Once it is properly exposed, he then meditatively applies strips of it with clear acrylic and squeegee onto an aluminum backing, building surfaces that give the impression of tremendous mountainous ridges. 

The results are fantasy landscapes that appear both hyperreal and indeterminate, boldly presenting a vision of nature while resisting any fixed reading. 

“Cyano Collage 066,” completed in 2019, is one such work. A majestic, nearly wall-sized rectangle set against a gold background, it could be the computer-generated topographic map of a mountain range so gigantic as to defy imagination. One thinks of mountains on Mars or one of Jupiter’s moons. 

His large circular collages similarly radiate the disquieting sense of being both too real and too wild to be believed, of impossible mountain ridges or the roiled surface of gigantic oceans. The palpable feel of nature is present, in other words, but without the reference point of an actual natural landmark. 

Wu Chi-Tsung Cyano-Collage 125, 2022 Cyanotype photography, Xuan paper, acrylic gel, acrylic, mounted on wooden board diameter: 70 7/8 in. (180 cm) (WCT-50)
Wu Chi-Tsung: ‘Cyano-Collage 125,’ 2022. Cyanotype photography, Xuan paper, acrylic gel and acrylic mounted on wooden board. Private Collection, Pacific Palisades, California; copyright Wu Chi-Tsung Studio; courtesy: the Wu Chi-Tsung Studio and Sean Kelly Gallery, New York; photo: Sebastiano Pellion di Persano

Only through scrutiny does it become obvious that we are not witnessing a mountain or ocean at all. We are bearing witness to a process. These works are not the result of representation so much as they are of application, of material applied patiently over many hours and days. 

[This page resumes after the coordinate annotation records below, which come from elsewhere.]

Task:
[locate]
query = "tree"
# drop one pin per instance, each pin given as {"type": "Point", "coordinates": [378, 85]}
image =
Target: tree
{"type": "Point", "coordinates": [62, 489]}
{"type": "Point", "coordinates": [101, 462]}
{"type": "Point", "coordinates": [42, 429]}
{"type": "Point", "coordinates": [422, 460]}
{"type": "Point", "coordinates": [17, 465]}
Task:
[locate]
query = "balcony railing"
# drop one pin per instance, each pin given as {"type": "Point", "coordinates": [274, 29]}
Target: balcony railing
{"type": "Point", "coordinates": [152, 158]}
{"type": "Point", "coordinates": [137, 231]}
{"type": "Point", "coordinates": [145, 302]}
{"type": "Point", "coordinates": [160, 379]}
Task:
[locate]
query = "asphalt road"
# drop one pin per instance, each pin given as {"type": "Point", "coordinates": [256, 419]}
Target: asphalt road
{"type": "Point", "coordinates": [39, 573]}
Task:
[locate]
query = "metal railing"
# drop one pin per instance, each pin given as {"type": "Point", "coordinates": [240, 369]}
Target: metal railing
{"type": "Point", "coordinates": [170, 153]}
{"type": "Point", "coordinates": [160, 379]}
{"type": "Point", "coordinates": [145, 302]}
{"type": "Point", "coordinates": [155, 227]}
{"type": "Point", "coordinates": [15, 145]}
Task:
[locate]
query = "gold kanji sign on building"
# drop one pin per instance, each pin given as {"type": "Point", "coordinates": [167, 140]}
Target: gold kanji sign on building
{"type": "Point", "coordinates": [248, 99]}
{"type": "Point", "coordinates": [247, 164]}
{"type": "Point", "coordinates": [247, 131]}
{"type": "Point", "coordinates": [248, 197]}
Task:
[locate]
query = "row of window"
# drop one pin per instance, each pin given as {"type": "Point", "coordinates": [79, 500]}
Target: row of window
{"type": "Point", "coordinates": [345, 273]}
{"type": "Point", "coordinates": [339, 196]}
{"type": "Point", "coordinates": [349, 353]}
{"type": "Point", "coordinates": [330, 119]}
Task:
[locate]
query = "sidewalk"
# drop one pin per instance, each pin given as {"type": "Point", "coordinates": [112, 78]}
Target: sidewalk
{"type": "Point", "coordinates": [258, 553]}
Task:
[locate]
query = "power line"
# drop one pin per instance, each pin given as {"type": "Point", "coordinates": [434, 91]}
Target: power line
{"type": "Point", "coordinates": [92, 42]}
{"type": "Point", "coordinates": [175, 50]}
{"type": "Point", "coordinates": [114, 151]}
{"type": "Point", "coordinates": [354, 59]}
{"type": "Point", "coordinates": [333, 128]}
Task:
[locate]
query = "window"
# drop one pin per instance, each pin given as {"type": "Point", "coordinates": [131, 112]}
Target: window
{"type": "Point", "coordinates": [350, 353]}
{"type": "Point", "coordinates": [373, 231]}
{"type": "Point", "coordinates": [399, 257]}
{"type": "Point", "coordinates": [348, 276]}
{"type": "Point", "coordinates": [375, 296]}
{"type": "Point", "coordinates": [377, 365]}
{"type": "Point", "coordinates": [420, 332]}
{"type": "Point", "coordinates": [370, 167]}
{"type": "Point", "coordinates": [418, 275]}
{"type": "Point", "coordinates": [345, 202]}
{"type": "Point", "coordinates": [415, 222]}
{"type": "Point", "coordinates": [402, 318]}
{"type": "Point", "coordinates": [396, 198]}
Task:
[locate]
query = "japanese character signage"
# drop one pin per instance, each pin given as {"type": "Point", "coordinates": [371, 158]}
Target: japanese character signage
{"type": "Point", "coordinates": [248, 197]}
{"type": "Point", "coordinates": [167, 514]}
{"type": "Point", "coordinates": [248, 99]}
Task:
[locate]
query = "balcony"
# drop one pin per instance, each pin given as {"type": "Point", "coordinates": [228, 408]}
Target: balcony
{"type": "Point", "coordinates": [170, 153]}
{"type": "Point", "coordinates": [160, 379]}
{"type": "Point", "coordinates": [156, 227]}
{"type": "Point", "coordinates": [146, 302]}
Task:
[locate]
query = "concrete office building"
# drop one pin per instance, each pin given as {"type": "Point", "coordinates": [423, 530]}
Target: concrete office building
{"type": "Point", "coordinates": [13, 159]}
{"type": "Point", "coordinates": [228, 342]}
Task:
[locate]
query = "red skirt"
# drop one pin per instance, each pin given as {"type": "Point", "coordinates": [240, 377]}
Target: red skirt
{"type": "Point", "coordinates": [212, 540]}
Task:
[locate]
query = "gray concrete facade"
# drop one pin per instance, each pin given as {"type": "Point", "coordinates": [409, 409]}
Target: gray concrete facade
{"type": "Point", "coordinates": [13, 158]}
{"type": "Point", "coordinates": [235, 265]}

Mr. Wu builds up the grandeur of mountain ridges and peaks by mimicking actual natural processes, or through the steady application of material and pressure onto a surface. In this way, he demonstrates directly how the grand scale of nature manifests itself. 

Not in a single, bold act of creation, but over immense stretches of time, with the simplest materials and the most elemental gestures.

Mr. Wu also uses similar, simple techniques to investigate our natural assumptions about scale in the natural world. In the immersive installation “Dust,” Mr. Wu uses a bright light and lenses to project the swirling motions of the dust particles onto a wall. 

The idea of dust in a room magnified sounds positively underwhelming. In this installation, however, the swirling motion of motes is transfigured into a mesmerizing dance that brings to mind swirling stars or galaxies. Our sense of scale is collapsed to reveal the macrocosm in microcosm, showing how the small, still air we breathe is fundamentally linked to cosmic events. 

Mr Wu’s devotion to simple materials and processes appears to be deeply congruent with classical Chinese painting’s Taoist ethos. He is showing us that nature is not an external or rarified phenomenon so much as it is everywhere present, visible, and palpable at every turn. 

To this end, Mr. Wu sees himself not so much as a creator but rather as a facilitator of his materials. Through his meditative artistic practice, he produces natural images by invoking and manifesting the natural world we are all immersed in. 

As he said in a recent interview: “I’m helping material find its own being, while at the same time I am opening myself.”